En el panel izquierdo, se despliega un cortejo real con figuras vestidas con indumentaria lujosa y elaborada. Se intuyen elementos de celebración o procesión, aunque la atmósfera general es más solemne que festiva. La presencia de músicos y portadores de estandartes refuerza la idea de una ocasión significativa.
El panel derecho presenta un paisaje agreste y rocoso, con una figura celestial en lo alto, observando la escena principal desde una posición privilegiada. Esta figura introduce una dimensión espiritual a la narración, sugiriendo una supervisión divina sobre los acontecimientos que se desarrollan abajo. La inclusión de un perro, aparentemente cazando o rastreando algo, añade un elemento de realismo y quizás simbolismo relacionado con la búsqueda de justicia o verdad.
Subtextualmente, la obra parece explorar temas de poder, juicio, maternidad y divinidad. El rey representa la autoridad terrenal, mientras que la mujer en primer plano podría encarnar la inocencia o la súplica ante el poder real.
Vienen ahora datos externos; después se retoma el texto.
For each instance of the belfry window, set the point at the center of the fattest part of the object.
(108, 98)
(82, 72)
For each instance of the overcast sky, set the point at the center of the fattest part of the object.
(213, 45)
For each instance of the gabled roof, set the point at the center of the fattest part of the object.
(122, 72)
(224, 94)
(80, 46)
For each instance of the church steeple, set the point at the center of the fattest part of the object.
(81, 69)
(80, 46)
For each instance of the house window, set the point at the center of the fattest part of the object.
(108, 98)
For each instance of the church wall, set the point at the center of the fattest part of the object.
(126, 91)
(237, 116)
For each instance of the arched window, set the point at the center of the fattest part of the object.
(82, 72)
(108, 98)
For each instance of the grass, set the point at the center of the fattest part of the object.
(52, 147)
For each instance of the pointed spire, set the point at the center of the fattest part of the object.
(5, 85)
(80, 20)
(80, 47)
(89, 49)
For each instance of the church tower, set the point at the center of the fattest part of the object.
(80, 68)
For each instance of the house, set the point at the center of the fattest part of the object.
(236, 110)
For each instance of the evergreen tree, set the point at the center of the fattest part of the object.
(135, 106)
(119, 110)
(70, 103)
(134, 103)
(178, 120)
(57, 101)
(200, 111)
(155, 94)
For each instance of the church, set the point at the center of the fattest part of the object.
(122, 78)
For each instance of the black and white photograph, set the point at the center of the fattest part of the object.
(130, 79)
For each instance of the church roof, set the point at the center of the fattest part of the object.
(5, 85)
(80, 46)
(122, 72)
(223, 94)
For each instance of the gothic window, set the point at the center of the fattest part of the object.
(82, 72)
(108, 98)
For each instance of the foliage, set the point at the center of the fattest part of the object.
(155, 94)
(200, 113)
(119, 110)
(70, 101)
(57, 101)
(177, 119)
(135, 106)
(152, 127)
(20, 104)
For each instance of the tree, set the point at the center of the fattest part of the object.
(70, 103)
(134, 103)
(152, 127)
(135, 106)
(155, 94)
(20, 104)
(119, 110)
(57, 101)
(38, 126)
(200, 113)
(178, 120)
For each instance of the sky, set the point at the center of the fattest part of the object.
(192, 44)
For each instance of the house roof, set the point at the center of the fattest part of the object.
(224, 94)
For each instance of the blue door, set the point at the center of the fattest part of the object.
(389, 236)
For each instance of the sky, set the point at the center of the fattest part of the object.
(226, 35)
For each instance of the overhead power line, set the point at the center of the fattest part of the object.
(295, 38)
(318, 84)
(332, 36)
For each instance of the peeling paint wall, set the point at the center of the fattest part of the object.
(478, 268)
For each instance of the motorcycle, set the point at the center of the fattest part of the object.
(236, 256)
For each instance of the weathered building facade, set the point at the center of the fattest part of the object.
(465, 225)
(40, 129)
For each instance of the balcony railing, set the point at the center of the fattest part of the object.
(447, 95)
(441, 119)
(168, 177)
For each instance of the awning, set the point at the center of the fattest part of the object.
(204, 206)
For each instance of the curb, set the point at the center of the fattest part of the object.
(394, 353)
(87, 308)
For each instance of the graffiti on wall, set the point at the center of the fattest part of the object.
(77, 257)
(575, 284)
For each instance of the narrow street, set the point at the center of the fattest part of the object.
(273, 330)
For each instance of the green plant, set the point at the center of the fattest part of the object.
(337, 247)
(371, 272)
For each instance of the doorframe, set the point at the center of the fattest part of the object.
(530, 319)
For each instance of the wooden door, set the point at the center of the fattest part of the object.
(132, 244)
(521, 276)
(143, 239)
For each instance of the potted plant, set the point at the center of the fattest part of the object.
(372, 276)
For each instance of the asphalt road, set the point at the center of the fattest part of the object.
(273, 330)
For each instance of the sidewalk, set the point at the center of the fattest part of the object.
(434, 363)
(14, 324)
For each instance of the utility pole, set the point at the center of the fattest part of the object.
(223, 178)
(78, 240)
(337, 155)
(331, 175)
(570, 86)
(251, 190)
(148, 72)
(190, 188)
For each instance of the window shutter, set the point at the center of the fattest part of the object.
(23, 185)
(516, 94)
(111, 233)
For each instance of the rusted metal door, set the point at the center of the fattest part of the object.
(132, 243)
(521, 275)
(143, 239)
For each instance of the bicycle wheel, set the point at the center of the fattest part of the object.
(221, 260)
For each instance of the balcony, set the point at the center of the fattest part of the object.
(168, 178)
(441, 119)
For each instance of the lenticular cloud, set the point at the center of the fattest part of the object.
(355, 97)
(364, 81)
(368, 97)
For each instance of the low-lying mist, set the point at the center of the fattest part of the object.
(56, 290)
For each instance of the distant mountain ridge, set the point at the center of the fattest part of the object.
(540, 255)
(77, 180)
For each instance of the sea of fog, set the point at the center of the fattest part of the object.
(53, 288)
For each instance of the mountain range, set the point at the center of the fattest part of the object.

La escena central plantea interrogantes sobre la naturaleza de la justicia y la influencia de factores externos en las decisiones del gobernante. La figura celestial en el panel derecho sugiere una dimensión trascendente, insinuando que los asuntos humanos están sujetos a un orden superior. El contraste entre la opulencia del palacio y la rudeza del paisaje en el panel derecho podría simbolizar la dicotomía entre lo terrenal y lo divino, o entre el poder temporal y la eternidad. La composición general invita a una reflexión sobre la complejidad de las relaciones humanas y la búsqueda de significado dentro de un contexto social y espiritual.